Hier, dans son discours pour bâtir un nouveau futur, le Premier ministre britannique, Tony Blair, a une nouvelle fois présenté ses excuses pour l’utilisation des fausses informations fournies par ses services de renseignement dans l’affaire irakienne. Le président américain, George Bush, et le Premier ministre australien, John Howard, ont fait de même ces derniers mois. Comme s’il incombait aux conseillers de payer les erreurs des Princes…
Pour autant, ces accusations à l’encontre de la communauté du renseignement sont révélatrices de profondes déviances démocratiques. La première, et non des moindres, reste la difficulté qu’ont les hommes politiques à ne pas assumer le poids de leurs erreurs. Comme si les hommes d’Etat appartenaient définitivement à une autre génération, à un autre siècle. Mais, cette aventure irakienne remet surtout en cause toute la légitimité du renseignement. Le scénario qui nous est présenté est entièrement faussé par la prisme à travers lequel politiques et médias abordent cette activité. Pour les uns, il s’agit d’un moyen de confirmer leurs intuitions ou leurs certitudes. L’affaire des armes de destruction massives irakiennes et coréennes en est l’illustration parfaite ; l’administration Bush voulait en finir avec Saddam Hussein, menace médiatique, mais ne dispose pas de politique à l’égard du dernier refuge du stalinisme international. Pour les médias, le renseignement n’a jamais dépassé le stade de l’espionnage. Il n’est qu’à voir comment les commandos antiterroristes sont mis en avant, comment les taupes, avérées ou non, sont commentées, comment les absences d’informations sont condamnées. Les services de renseignement de l’après-11-septembre sont à la police du siècle dernier, ce que le char d’assaut à apporter à la cavalerie : le dernier rempart, responsable de tous les échecs et jamais reconnu lors de ses succès.

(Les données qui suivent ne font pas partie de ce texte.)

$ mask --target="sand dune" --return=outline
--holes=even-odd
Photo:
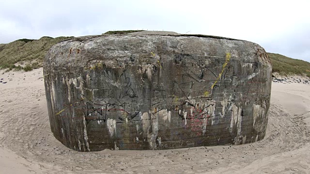
[[[273,83],[266,135],[254,143],[84,153],[53,136],[42,69],[1,78],[0,173],[310,173],[309,85]]]

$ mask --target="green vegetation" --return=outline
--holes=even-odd
[[[109,31],[104,34],[124,34],[141,31],[144,30]],[[7,44],[0,44],[0,69],[29,71],[41,67],[44,56],[52,46],[72,37],[44,36],[39,40],[21,39]],[[310,63],[279,54],[268,53],[268,55],[271,60],[273,72],[282,75],[306,74],[310,77]],[[26,66],[16,65],[16,63]]]
[[[0,69],[9,71],[31,71],[42,66],[46,52],[55,44],[71,37],[53,38],[42,37],[39,40],[22,39],[7,44],[0,44]],[[24,68],[15,64],[25,62]]]
[[[290,58],[275,53],[268,53],[272,64],[272,72],[286,75],[306,74],[310,77],[310,63],[306,61]]]
[[[108,31],[102,34],[124,34],[131,33],[135,32],[142,31],[145,30],[123,30],[123,31]]]
[[[17,41],[24,42],[26,43],[28,43],[29,42],[32,42],[33,41],[35,41],[35,40],[34,40],[34,39],[18,39],[16,41]]]

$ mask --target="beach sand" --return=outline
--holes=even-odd
[[[273,82],[266,134],[254,143],[78,152],[51,132],[42,68],[1,78],[7,83],[0,83],[0,174],[310,173],[308,84]]]

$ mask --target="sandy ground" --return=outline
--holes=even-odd
[[[309,85],[273,83],[266,136],[254,143],[84,153],[53,136],[43,76],[42,69],[0,75],[1,174],[310,173]]]

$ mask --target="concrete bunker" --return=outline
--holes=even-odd
[[[46,54],[51,129],[67,147],[167,149],[264,138],[271,65],[251,42],[201,35],[74,38]]]

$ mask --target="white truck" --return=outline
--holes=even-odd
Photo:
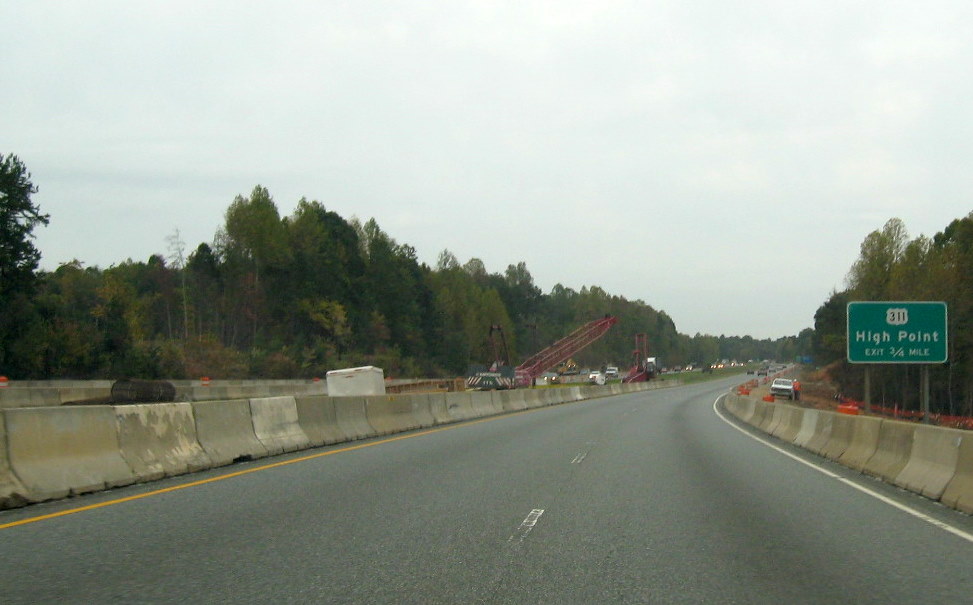
[[[328,372],[328,397],[384,394],[385,373],[382,368],[363,366]]]
[[[774,378],[770,383],[770,394],[777,397],[787,397],[794,399],[794,381],[790,378]]]

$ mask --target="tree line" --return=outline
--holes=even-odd
[[[930,368],[930,411],[973,416],[973,212],[933,237],[909,238],[890,219],[861,244],[846,288],[814,315],[814,349],[842,392],[864,397],[864,366],[847,363],[847,305],[855,301],[944,301],[948,362]],[[870,365],[872,401],[919,409],[920,367]]]
[[[430,267],[374,219],[346,220],[307,199],[281,216],[259,185],[230,203],[212,242],[190,248],[176,231],[144,261],[40,271],[31,230],[49,217],[30,202],[23,163],[0,160],[0,374],[11,378],[298,378],[359,365],[459,376],[493,360],[492,325],[516,365],[606,314],[617,325],[579,364],[629,365],[637,333],[672,365],[792,359],[811,346],[810,330],[776,341],[690,337],[664,311],[598,286],[544,293],[523,262],[491,273],[444,250]]]

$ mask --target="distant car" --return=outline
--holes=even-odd
[[[775,398],[794,399],[794,381],[790,378],[774,378],[774,381],[770,383],[770,394]]]
[[[554,372],[544,372],[537,377],[537,384],[556,384],[557,374]]]

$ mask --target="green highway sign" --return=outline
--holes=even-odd
[[[850,363],[945,363],[946,303],[848,303]]]

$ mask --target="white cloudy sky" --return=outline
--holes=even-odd
[[[237,194],[779,337],[891,217],[973,210],[973,3],[0,6],[42,267],[211,242]]]

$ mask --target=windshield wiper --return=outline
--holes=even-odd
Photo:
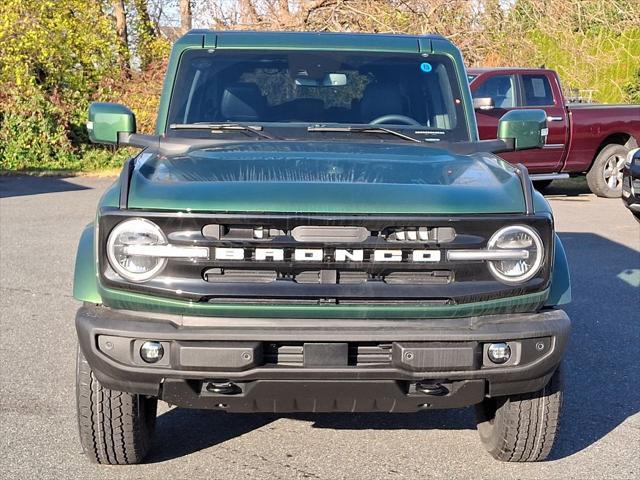
[[[260,125],[242,125],[241,123],[172,123],[169,125],[170,130],[241,130],[245,132],[255,133],[259,137],[275,140],[271,135],[262,132]]]
[[[307,128],[308,132],[347,132],[347,133],[388,133],[389,135],[395,135],[396,137],[402,138],[404,140],[409,140],[410,142],[422,143],[417,138],[411,137],[409,135],[405,135],[404,133],[398,132],[397,130],[391,130],[386,127],[354,127],[351,125],[345,127],[338,126],[327,126],[327,125],[311,125]]]

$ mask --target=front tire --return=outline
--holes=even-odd
[[[482,444],[505,462],[536,462],[553,447],[562,408],[560,369],[537,392],[489,398],[476,405]]]
[[[587,172],[587,184],[593,193],[605,198],[622,196],[622,168],[627,153],[627,148],[618,144],[600,150]]]
[[[80,443],[93,463],[132,465],[151,445],[158,400],[100,385],[78,348],[76,405]]]

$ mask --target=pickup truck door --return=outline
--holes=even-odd
[[[509,79],[514,92],[515,106],[506,107],[509,96],[497,95],[504,92],[503,88],[495,90],[496,96],[487,93],[494,92],[493,84],[496,78]],[[550,78],[551,77],[551,78]],[[501,80],[505,82],[505,80]],[[481,83],[482,82],[482,83]],[[488,86],[487,83],[489,82]],[[503,153],[501,156],[511,163],[523,163],[531,173],[555,173],[562,168],[565,149],[568,143],[568,118],[564,105],[564,97],[555,75],[547,72],[523,74],[498,74],[491,77],[481,76],[472,85],[474,97],[494,98],[494,108],[491,110],[476,110],[478,131],[481,139],[496,138],[500,117],[508,110],[538,108],[547,112],[547,127],[549,134],[546,145],[542,149],[525,150],[521,152]],[[505,98],[507,100],[505,100]]]

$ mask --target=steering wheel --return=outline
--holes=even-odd
[[[422,124],[418,122],[415,118],[407,117],[406,115],[396,115],[395,113],[389,115],[382,115],[372,121],[369,122],[370,125],[380,125],[381,123],[394,123],[400,122],[403,125],[415,125],[416,127],[421,127]]]

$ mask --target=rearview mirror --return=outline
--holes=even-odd
[[[327,73],[322,79],[299,76],[295,84],[300,87],[344,87],[347,76],[344,73]]]
[[[474,110],[491,110],[494,107],[493,98],[477,97],[473,99]]]
[[[514,150],[542,148],[548,133],[544,110],[511,110],[498,123],[498,138],[513,142]]]
[[[87,131],[93,143],[117,145],[120,132],[136,132],[136,117],[131,110],[119,103],[93,102],[89,105]]]

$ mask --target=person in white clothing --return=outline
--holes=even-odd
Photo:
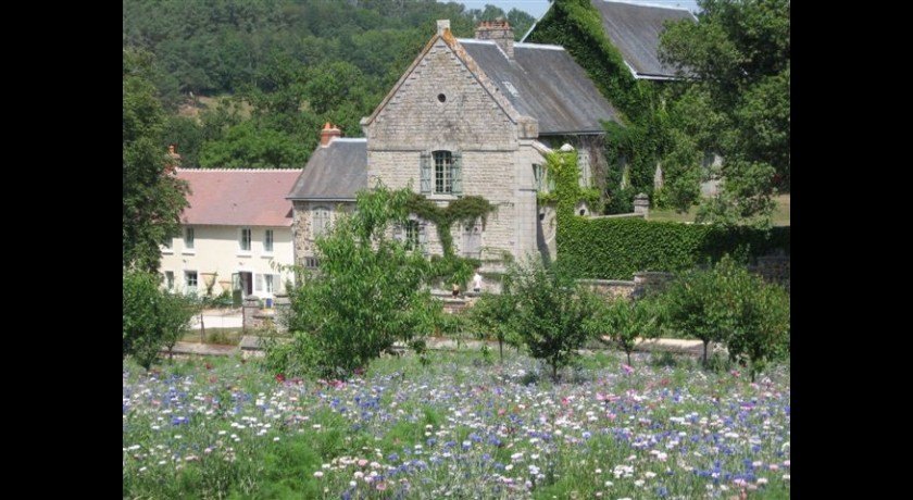
[[[473,291],[476,293],[481,291],[481,275],[478,274],[478,270],[476,270],[476,274],[473,276]]]

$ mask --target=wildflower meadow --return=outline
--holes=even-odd
[[[429,363],[427,361],[430,361]],[[480,352],[347,380],[257,360],[123,372],[124,498],[789,498],[790,374],[597,352],[552,382]]]

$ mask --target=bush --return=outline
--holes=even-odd
[[[585,321],[596,310],[595,297],[567,271],[560,262],[547,267],[530,260],[511,265],[508,273],[508,297],[515,304],[512,328],[530,355],[551,367],[553,380],[586,345],[589,330]]]
[[[668,325],[708,345],[724,342],[730,361],[750,364],[751,379],[765,364],[789,354],[789,293],[724,257],[711,270],[693,270],[662,296]]]
[[[152,273],[123,273],[123,357],[133,357],[146,370],[163,347],[171,350],[190,329],[197,311],[193,299],[162,290],[159,279]]]
[[[383,185],[360,192],[357,210],[317,238],[321,267],[289,293],[292,342],[267,349],[273,370],[338,378],[366,367],[397,341],[424,350],[422,336],[441,312],[423,287],[428,262],[387,237],[391,224],[405,222],[410,193]]]

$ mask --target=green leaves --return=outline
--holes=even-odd
[[[423,287],[429,263],[387,237],[409,212],[409,189],[377,185],[358,195],[357,210],[339,214],[318,237],[317,272],[302,276],[289,295],[291,347],[271,349],[268,361],[289,374],[340,377],[401,341],[423,348],[441,305]]]

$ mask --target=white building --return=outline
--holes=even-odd
[[[190,185],[182,237],[162,248],[160,272],[171,290],[241,297],[284,291],[293,263],[291,202],[296,170],[177,168]]]

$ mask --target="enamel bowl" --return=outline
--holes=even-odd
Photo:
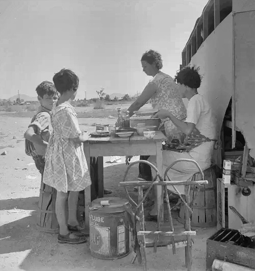
[[[136,128],[136,132],[138,136],[143,136],[144,132],[145,131],[149,131],[149,129],[144,127],[139,127],[139,128]]]
[[[147,139],[153,139],[155,134],[155,131],[145,131],[144,132],[144,136]]]

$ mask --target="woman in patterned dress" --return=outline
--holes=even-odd
[[[156,51],[150,50],[143,55],[141,59],[143,71],[149,76],[152,76],[137,99],[129,106],[128,110],[130,116],[134,111],[138,110],[148,101],[153,109],[168,110],[176,118],[183,119],[186,117],[186,110],[182,99],[180,96],[177,85],[174,79],[168,74],[160,71],[162,69],[161,56]],[[167,138],[177,137],[180,131],[174,123],[169,119],[164,123],[164,132]],[[128,164],[132,156],[127,156],[126,162]],[[149,156],[141,156],[141,160],[147,160]],[[152,180],[151,168],[145,164],[139,165],[138,177],[148,181]]]
[[[72,71],[63,69],[54,75],[53,81],[60,97],[51,112],[53,132],[47,149],[43,181],[57,191],[59,242],[81,243],[87,240],[77,219],[78,197],[79,192],[90,185],[91,181],[81,144],[89,136],[80,131],[75,109],[70,104],[76,95],[79,79]]]

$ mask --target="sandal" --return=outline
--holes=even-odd
[[[141,186],[141,189],[143,191],[146,191],[149,187],[149,186],[145,186],[145,185],[142,185]],[[136,192],[138,192],[138,186],[134,186],[133,188],[134,189],[134,191],[135,191]]]
[[[147,198],[144,201],[144,208],[149,208],[149,207],[151,207],[154,204],[154,201],[149,198]]]
[[[71,226],[70,225],[67,225],[67,228],[70,232],[75,233],[78,236],[84,236],[90,235],[90,232],[85,232],[82,231],[84,229],[82,229],[79,225]]]
[[[157,222],[158,221],[158,216],[157,215],[152,215],[149,213],[145,217],[145,221],[155,221]]]
[[[76,238],[70,237],[70,235],[72,234],[75,236]],[[87,242],[87,240],[84,237],[78,236],[74,233],[68,233],[66,235],[62,235],[59,234],[58,236],[58,240],[60,243],[82,243]]]

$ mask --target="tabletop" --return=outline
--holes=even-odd
[[[131,138],[112,138],[108,137],[107,138],[90,138],[89,139],[89,143],[91,144],[95,143],[125,143],[125,142],[137,142],[141,141],[147,141],[149,142],[150,141],[158,142],[158,141],[164,141],[166,139],[166,137],[164,134],[160,131],[156,131],[156,134],[153,139],[147,139],[145,138],[144,136],[138,136],[134,134],[132,136]]]

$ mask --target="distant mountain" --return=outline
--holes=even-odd
[[[17,94],[16,95],[13,96],[9,98],[8,100],[10,100],[12,102],[13,101],[16,101],[17,98],[18,98],[19,95]],[[30,96],[26,95],[25,94],[19,94],[19,97],[20,100],[24,100],[24,101],[37,101],[37,97],[30,97]]]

C’est l’essence même du renseignement qui est ainsi bafouée. Sa fonction intrinsèque est de pourvoir les décideurs, tant politiques que militaires et maintenant économiques, en informations améliorées — le renseignement — afin qu’ils puissent fonder leur actions. S’interroger, comme l’ont fait certains, sur le nombre de guerres gagnées par le renseignement pour conclure à son inutilité est une erreur majeure. Comme l’est de le parer de toutes les vertus divinatoires. Le renseignement est certes une science totale, dans ce sens où il fait appel aux pratiques de toutes les disciplines scientifiques. Mais il reste une science humaine, donc soumise à erreurs et tâtonnements.
Le renseignement reste soumis au pouvoir qu’il sert. Une relation de clientélisme existe même, tant il incombe aux analystes de plaire aux décideurs. Il faut qu’ils aient confiance dans l’information améliorée qu’ils reçoivent et qu’ils admettent en avoir besoin. Qu’ils l’utilisent ou non importent peu aux analystes. Mais qu’ils l’utilisent mal… Ce marché tacite entre la centrale de renseignement et le pouvoir a été brillamment démontré aux Etats-Unis dans la planification de la campagne irakienne. Comme la CIA ne pouvait être fiable, guère plus que les services du State Department, aux yeux de l’administration américaine, le Pentagone a été chargé de toute l’infrastructure de renseignement. Avec les échecs que l’on connaît, tant dans l’opération d’information auprès des opinions publiques, qui a précédé le déclenchement de l’offensive, que dans l’évaluation de la situation réelle sur le terrain, notamment pour la gestion de l’occupation militaire.
Comme le circuit officiel de renseignement n’agréait plus les Princes, ces derniers se sont tournés vers d’autres services. Le marché est ainsi fait que de multiples officines, publiques, para-publiques et privées, sont capables de produire de l’information améliorée qui correspondrait aux désirs des politiques. Mais nous sommes déjà loin de la mission de renseignement qui veut que les analystes informent de la situation telle qu’elle se présente, même si elle est sublimée par la distance et le croisement des sources, et non telle que le client le désire. La loi du marché n’est pas celle de l’offre et de la demande… A jouer les apprentis-sorciers, Tony Blair et consorts se sont joués des agents qui les servent contre vents et marées. Mais, pire, ils se sont joués du peuple qui les élit. Leurs mensonges ne sont pas ceux des services de renseignement, ils sont les leurs.
Au lendemain de la chute du mur de Berlin, des voix se sont demandées à quoi servaient les services de renseignement. Leurs budgets ont été rognés. L’informatisation a conduit à la réduction des effectifs pour les remplacer par des satellites et des senseurs. Puis est venu le 11 septembre 2001, et l’on prit conscience de l’importance du renseignement humain. Mais l’opinion était fait depuis longtemps que la crise de la CIA n’était finalement… que le reflet de la crise de la démocratie.